Lacerda passou a ser conhecido no mundo das lutas nos anos 90, quando apareceu no Rio de Janeiro revelando ter passado um longo período no Japão onde se graduou faixa preta de Yawara, uma modalidade que, segundo ele, lhe conferia habilidades especiais. “Meu dedo pode se transformar num alicate e minha mão numa bomba atômica”. Eram algumas das pérolas proferidas pelos mestre em suas exibições em algumas das principais academias do Rio.

Inicialmente Lacerda passou a ser visto nos bastidores das Artes Marciais como uma figura folclórica e divertida, mas aos poucos, graças a sua capacidade de convencimento, logo aquela espécie de “guru da luta” começou a arregimentar cascas-grossas  como Edson Carvalho (Faixa preta do Carlson campeão de Judo), Marco Ruas, Manimal e Carlson Jr.

De origem abastada, Lacerda logo começou a comprar espaços em revistas como a KIAI onde passou a desafiar lutadores de todas as artes marciais para enfrentar seus discípulos.

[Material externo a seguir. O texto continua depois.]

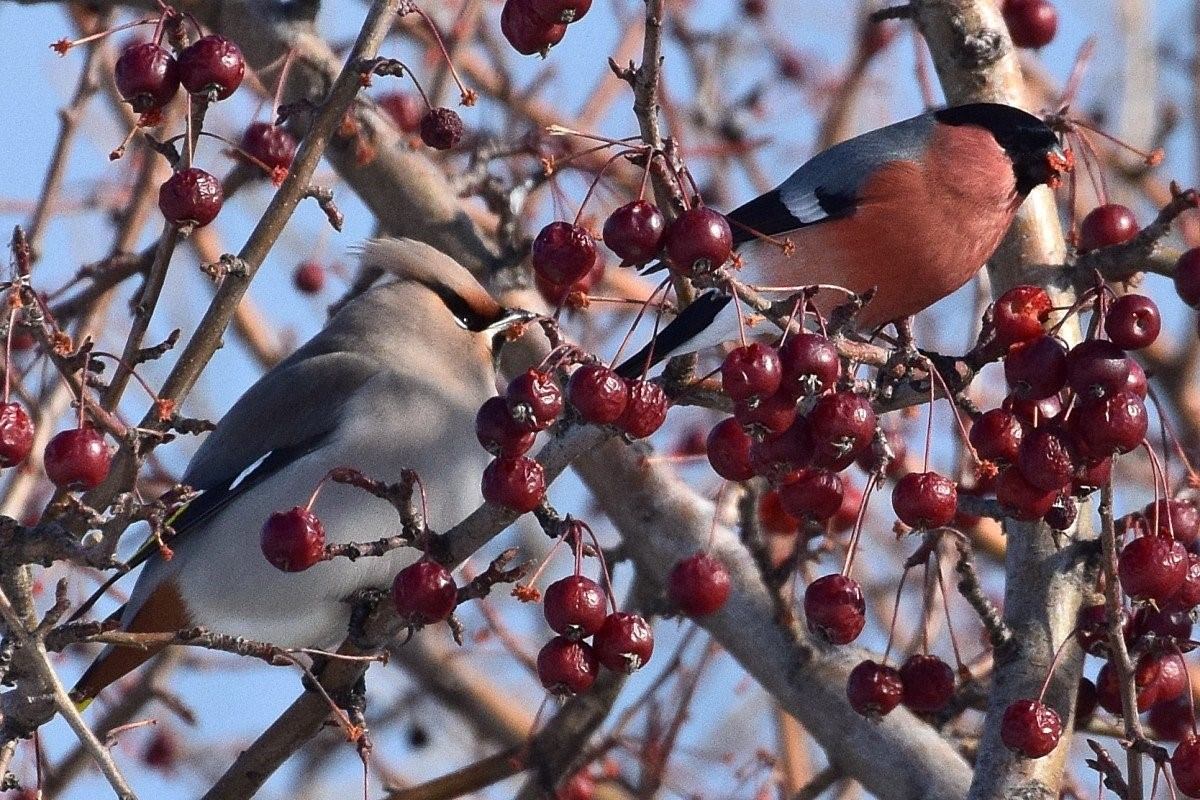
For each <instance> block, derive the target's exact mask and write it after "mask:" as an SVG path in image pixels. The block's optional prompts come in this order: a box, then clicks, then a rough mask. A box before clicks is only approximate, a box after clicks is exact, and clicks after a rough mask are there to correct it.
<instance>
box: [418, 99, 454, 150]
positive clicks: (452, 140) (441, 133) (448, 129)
mask: <svg viewBox="0 0 1200 800" xmlns="http://www.w3.org/2000/svg"><path fill="white" fill-rule="evenodd" d="M418 132H419V133H420V134H421V142H424V143H425V146H427V148H433V149H434V150H450V149H451V148H454V146H455V145H457V144H458V143H460V142H462V118H461V116H458V113H457V112H455V110H454V109H452V108H445V107H442V106H438V107H436V108H431V109H430V110H427V112H425V116H422V118H421V125H420V127H419V128H418Z"/></svg>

Para se ter uma idéia ele chegou a comprar toda uma edição da extinta revista Fighting News onde fez 38 páginas de uma autopromoção constrangedora.

Todo aquele marketing acabou dando resultado e Lacerda foi convidado a mostrar, usando o discípulo Edson Carvalho, seus poderes sobrenaturais numa edição do Globo Repórter sobre artes marciais.

Obviamente o que inicialmente parecia cômico começou a incomodar muita gente, principalmente pelo respeito que Ruas e Edson tinham no mundo da luta.

Mas a maneira desrespeitosa como usava os discípulos e desafiava todos os estilos marciais logo começou a incomodar o próprio Ruas, que um dia decidiu se rebelar e desafiar a “morte” no meio de uma performance na academia de Judô do falecido mestre Jorge Medhi.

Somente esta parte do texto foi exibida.